Improved YOLOv8 Bird Recognition Algorithm Integrates ViT and Multi-scale Attention
Qiang ZHANG , Can-zhi ZHANG, Heng CAO, Teng-jiao YUAN
Affiliations
  • College of Air Traffic Management, Civil Aviation Flight University of China, Deyang 618300, China
出版时间: 2025-07-08 doi: 10.12404/j.issn.1671-1815.2405983
文章导航
收藏切换

针对飞鸟识别中存在密集目标识别不准确、小目标检测困难等问题,提出一种基于改进YOLOv8的飞鸟识别算法。首先,针对密集目标识别难度大的问题,采用多尺度线性注意力机制EfficientViT替换骨干网络,实现全局感受野和多尺度学习,提升模型性能和效率的同时提高密集目标识别效果。然后,针对小目标飞鸟检测困难、容易出现漏检的问题,引入高效多尺度注意力 (efficient multi-scale attention, EMA)机制,通过通道重组实现跨维度聚合特征,从而更好地捕捉全局信息,实现多尺度特征融合,减少漏检概率。实验结果表明,改进模型在鸟类识别基准数据集CUB-200-2011和自制数据集birds28上的mAP50分别达到77.1%和88.4%,较原始YOLOv8模型分别提高了4.5和5.4个百分点,验证了改进模型的有效性。

飞鸟识别  /  多尺度注意力  /  密集目标识别  /  YOLOv8  /  EfficientViT  /  EMA

In order to solve the problems of inaccurate dense target recognition and difficult detection of small targets in bird recognition, a bird recognition algorithm based on improved YOLOv8 was proposed.

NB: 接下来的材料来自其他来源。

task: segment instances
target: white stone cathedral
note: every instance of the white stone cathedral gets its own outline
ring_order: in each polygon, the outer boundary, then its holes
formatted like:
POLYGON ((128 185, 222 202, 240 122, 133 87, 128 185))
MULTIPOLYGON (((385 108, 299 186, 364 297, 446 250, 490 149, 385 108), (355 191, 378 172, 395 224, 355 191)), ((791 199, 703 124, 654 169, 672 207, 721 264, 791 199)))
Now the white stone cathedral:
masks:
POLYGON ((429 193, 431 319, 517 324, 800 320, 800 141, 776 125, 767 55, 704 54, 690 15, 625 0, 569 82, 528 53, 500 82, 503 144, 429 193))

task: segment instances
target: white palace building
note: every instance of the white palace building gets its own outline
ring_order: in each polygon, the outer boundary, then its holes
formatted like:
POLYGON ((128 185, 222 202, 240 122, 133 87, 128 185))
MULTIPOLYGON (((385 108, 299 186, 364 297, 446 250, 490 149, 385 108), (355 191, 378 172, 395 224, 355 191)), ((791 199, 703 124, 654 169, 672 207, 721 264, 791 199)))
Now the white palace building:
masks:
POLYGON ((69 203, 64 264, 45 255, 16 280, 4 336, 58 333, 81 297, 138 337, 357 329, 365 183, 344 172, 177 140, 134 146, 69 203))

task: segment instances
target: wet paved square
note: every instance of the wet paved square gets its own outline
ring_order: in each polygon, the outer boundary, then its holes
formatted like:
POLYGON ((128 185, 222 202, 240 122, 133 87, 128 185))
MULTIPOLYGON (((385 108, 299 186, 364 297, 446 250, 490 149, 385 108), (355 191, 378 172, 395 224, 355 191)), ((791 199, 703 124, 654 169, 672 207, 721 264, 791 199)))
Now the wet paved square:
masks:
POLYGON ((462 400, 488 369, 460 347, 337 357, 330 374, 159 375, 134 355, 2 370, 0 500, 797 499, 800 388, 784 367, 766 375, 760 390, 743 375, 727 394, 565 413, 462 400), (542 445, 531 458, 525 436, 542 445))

Firstly, in order to solve the problem of difficult dense object recognition, the multi-scale linear attention mechanism EfficientViT was used to replace the backbone network to realize the global receptive field and multi-scale learning, improve the performance and efficiency of the model, and improve the dense object recognition effect. Then, in order to solve the problem that it is difficult to detect small target birds and is prone to missed detection, an efficient multi-scale attention EMA (efficient multi-scale attention) mechanism was introduced to realize cross-dimensional aggregation features through channel recombination, so as to better capture global information, realize multi-scale feature fusion, and reduce the probability of missed detection. The experimental results show that the mAP50 of the improved model on the benchmark dataset CUB-200-2011 and birds28 reaches 77.1% and 88.4%, respectively, which is 4.5 and 5.4 percentage points higher than the original YOLOv8 model, respectively, which verifies the effectiveness of the improved model.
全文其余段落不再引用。